Por tudo isto, parece da mais elementar justiça que os pilotos de avião tenham a reforma aos 60 anos, embora fosse muito mais justo se a obtivessem aos 55. Afinal é gente que ganha para cima de 20 salários mínimos nacionais. Para que serve ganhar para cima de 20 salários mínimos nacionais se depois quando se chega à reforma não se tem condições físicas de os gastar convenientemente? Ah, e mais, piloto que é piloto não pode perder a mão, por isso depois de chegar à idade da reforma tem que estar disponível para voar em trajectos não regulares – vulgarmente conhecidos como “Charter” – para paraísos turísticos.
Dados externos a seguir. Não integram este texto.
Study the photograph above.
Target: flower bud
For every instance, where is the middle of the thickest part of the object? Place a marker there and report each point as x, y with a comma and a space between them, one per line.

Como se tratam de paraísos já se sabe que são voos de descanso, por isso a questão da idade já nem se põe. É certo que era suposto estar a gastar parte dos mais de 20 salários mínimos nacionais acumulados, mas já que se pilota, então mantém-se a forma física, logo aumenta-se a esperança de vida e, está bom de ver, há mais tempo para gastar os mais de 20 salários mínimos nacionais acumulados, mais os muitos salários mínimos nacionais de reforma e mais os novos muitos salários mínimos nacionais ganhos nos paradisíacos voos.

Eu acho, acho, mas é apenas a minha opinião, que é preciso ter muita falta de vergonha na cara!

5 Comments:

At 6:29 da tarde, Anonymous Anónimo said...

Realmente. Mas como os pilotos existem muitos mais existiram.


Um beijinho ;)

 
At 7:34 da tarde, Blogger Fausta Paixão said...

toda a gente é livre de exprimir a sua opinião, graças a deus ou na graça de deus, depende do ponto de vista e da fé...
contudo eu vou abster-me porque acho que de pilotos percebo pouco. Eu bem quis, mas desde que o Dico me desafiou para o Lisboa Dakar para depois me trocar por um co-piloto de 2 metros de altura, nunca mais os posso ver na frente.
Mas acho que pilotar deve ter muito que se lhe diga, eu era lá capaz de entrar por uma nuvem dentro e sair de lá sem pôr os passajeiros todos s vomitar as tripas com a turbulência...

... e já agora, se toda a gente começar a ser reformada aos 65 os mais novos vão arranjar emprego na casa do carago mais novo, não achas?

 
At 2:24 da tarde, Blogger Maria Arvore said...

Senhor Álvaro de Campos ;),
a sua descrição impressiona pela rodagem e boa disposição. Contudo, julgo que não é à toa que se exige aos pilotos que não usem óculos ou lentes de contacto, que sejam sujeitos a testes para avaliar do seu equilíbrio emocional e sangue-frio em situações de emergência e que o sejam reformados mais cedo para não chegarem a crises de stress de responsabilidade.
É claro que para contrariar estas boas normas existem sempre umas empresas espertas que fazem voos mais baratos, pagando menos aos seus pilotos e aproveitam os reformados mesmo que isso represente um risco acrescido para os passageiros.
E seguindo a Fausta, qualquer dia os mais novos conseguem o 1º emprego aos 30 anos.

 
At 11:21 da manhã, Blogger robina said...

Mas se este é um país de desavegonhados...

 
At 5:33 da tarde, Anonymous Anónimo said...

Naquela altura a guerra era muito constrangedora.
O filho de uma amiga minha tem brevet e sempre quiz entrar para a Tap. Agora tinha a hipótese duma boa cunha e foi voar com um amigo piloto.
Desistiu porque, diz ele, já se não faz nada.
Todos, menos uns poucos, sempre se reformaram aos 65 anos.